The boy’s dull eye glistened as he placed his arm round the neck of the dog, who, with the wondrous sympathy of his race, sat in front of the exhausted lad, looking wistfully into his face. Famishing as was the brute himself, he had made no independent excursions for the water he so sorely needed, but had followed patiently the feeble steps of his comrades in misfortune. At his master’s word he lay down in an attitude of watchfulness by the fainting boy, and remained to share a lingering death, as Jack’s steps died away in the distance.
John Redgrave shook the boy’s hand, parting as those who, in a common adventure, have been more closely knit together by the presence of danger and of death. Then he strode on – weak, weary, alone, but still defiant of Fate. For more than two hours he pressed forward unwaveringly, though conscious of increasing weakness of mind and body. The timber became more dense, and his progress was retarded by small obstacles which still were sufficient to entangle his feeble feet. Then his brain began to wander. Sometimes he thought he was at Marshmead. He heard plainly the musical cry of the swans in the great meres, and the shrill call of the plover, circling and wheeling over the broad marshes. If he could only get through this timber he would see the reed-brake ahead, and, falling into the knee-deep water, would lap and lave till his fevered soul was cooled. Then a white shape walked beside him, and extended a hand pointing towards that bright star. It was Maud Stangrove, though her face was turned away – and the Shape was misty, transparent, indistinct – he knew every curve and outline of that faultless figure, the poise of her head, the swaying grace of her step.
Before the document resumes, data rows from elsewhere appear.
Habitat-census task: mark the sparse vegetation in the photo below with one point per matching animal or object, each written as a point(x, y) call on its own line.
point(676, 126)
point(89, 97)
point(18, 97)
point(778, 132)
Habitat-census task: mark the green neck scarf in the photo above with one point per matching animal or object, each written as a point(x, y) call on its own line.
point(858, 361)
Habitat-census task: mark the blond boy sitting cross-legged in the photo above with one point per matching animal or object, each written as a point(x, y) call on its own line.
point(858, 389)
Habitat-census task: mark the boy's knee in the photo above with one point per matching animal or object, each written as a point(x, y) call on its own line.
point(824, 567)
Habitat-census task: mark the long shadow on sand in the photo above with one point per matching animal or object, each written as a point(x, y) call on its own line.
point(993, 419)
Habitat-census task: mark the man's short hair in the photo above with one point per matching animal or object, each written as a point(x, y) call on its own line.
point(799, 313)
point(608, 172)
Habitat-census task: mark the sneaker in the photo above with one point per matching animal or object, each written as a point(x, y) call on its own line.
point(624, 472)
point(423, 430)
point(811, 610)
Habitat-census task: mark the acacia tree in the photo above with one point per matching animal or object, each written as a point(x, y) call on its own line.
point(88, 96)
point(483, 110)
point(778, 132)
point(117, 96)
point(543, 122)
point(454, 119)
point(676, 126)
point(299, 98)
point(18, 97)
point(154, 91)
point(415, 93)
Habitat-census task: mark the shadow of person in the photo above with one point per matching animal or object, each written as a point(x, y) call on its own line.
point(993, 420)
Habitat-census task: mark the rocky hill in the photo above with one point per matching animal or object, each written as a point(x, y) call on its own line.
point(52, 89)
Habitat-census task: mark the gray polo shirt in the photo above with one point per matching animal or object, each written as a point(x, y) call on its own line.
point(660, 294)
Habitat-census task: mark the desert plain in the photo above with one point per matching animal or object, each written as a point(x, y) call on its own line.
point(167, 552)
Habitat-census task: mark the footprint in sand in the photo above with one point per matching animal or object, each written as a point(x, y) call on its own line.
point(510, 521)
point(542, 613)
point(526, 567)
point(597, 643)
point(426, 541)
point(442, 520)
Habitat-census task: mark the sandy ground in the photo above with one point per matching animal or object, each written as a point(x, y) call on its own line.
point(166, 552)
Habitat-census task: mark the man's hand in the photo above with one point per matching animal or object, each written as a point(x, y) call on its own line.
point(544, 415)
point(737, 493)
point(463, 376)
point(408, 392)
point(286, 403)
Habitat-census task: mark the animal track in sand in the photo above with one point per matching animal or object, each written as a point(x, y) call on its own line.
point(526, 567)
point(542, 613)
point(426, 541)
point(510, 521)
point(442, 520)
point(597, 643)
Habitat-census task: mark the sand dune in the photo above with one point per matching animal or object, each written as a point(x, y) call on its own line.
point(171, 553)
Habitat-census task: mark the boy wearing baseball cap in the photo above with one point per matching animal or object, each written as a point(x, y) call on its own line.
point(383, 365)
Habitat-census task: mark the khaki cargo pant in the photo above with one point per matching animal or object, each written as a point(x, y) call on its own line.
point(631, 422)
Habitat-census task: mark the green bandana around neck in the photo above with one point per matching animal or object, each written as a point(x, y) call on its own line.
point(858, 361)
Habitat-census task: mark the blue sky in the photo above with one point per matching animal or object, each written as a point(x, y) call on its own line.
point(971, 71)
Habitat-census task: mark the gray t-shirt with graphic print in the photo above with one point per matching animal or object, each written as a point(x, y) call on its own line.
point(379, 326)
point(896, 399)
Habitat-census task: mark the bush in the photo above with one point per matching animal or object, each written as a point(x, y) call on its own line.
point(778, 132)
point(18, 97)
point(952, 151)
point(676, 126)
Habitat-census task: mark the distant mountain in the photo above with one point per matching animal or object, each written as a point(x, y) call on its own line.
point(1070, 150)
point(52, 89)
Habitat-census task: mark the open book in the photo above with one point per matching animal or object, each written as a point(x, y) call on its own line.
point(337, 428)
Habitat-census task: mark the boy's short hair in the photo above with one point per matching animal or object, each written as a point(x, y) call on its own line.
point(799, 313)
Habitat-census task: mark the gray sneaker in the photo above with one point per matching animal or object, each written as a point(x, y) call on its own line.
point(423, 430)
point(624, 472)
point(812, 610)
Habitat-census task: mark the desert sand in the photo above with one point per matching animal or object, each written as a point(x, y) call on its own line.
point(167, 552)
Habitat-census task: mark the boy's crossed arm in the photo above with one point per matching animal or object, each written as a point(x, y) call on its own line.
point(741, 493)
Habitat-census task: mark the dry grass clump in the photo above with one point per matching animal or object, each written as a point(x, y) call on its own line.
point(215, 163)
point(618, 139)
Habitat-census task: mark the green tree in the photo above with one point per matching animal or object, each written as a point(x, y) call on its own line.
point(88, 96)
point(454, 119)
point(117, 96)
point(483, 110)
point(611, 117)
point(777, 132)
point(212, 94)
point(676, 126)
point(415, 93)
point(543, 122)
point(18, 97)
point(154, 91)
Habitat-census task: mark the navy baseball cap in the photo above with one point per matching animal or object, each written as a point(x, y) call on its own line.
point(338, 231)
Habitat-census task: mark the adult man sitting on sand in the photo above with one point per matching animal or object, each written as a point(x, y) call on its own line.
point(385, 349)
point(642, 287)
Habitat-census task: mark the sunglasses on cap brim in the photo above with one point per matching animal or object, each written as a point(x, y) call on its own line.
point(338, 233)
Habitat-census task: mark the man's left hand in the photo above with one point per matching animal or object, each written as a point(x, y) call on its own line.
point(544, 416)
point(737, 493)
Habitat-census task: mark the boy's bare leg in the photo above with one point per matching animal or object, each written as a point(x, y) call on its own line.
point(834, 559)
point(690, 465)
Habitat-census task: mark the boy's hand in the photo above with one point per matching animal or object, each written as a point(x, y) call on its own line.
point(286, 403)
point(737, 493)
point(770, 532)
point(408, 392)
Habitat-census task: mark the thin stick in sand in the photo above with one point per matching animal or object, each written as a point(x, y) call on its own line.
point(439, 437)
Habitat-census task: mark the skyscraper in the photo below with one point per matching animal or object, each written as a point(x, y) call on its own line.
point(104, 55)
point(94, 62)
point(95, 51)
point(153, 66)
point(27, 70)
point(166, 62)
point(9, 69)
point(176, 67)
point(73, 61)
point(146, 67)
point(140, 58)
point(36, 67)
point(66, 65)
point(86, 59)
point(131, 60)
She had come to tell him that her pure spirit had passed from earth, that his hour was come – that they would be united for ever beyond yon fair star – that toil and weariness, hope, fear, and mordant anxiety, the fierce pangs, the evil dreams of this vain life, were over. Be it so – he was content. Let the end come.
Then the fair shape floated onward, gazing on him with sad, luminous eyes, as of farewell. The look of despairing fondness, of unutterable pity, was more than his overwrought senses could bear. He threw up his arms, and calling on the name of his lost love dashed madly through the dense undergrowth. Suddenly he was sensible of a crushing blow, of intense pain, then of utter darkness, and John Redgrave fell prone, and lay as one dead.
He awoke at length to full consciousness of his position and surroundings, more clear, perhaps, from the loss of blood which had followed the blow against his brow from the jagged limb of a dead tree against which he had staggered and fallen. The moon shone clearly, the night was cool almost to coldness. He felt revived, but full of indignation. It was the ingenious cruelty which restores the fainting man to the dire torments of the rack. His swollen tongue, which all that day his mouth had been unable to contain, was covered, as were his face and throat, with ants. His throat was parched still, but his brain was revived. He rose to his feet, sternly obstinate while life yet flickered. Onward still. He would die with his face to the river. He would crawl when he could no longer walk. He would die as a man should die.
Onward – still onward; he remembered his course, and the star which Doorival called Irara. Weak at first, but gradually rallying, he walked steadily and more cautiously forward. An hour passed. The temporary feeling of excitement has subsided, and overpowering, leaden drowsiness is pressing heavily upon his brain. Again he sinks to the earth, half fearing, half wishing to rise no more. Suddenly he hears the whistling wings of a flight of birds which sweep overhead. His languid senses are aroused; he watches mechanically the dark, swift forms cleave the air in relief against the clear sky. They are wild-fowl, on their way, no doubt, to distant waters. His gaze follows them as they glide forward in swaying file, and suddenly, with the plummet-like fall, drop and disappear.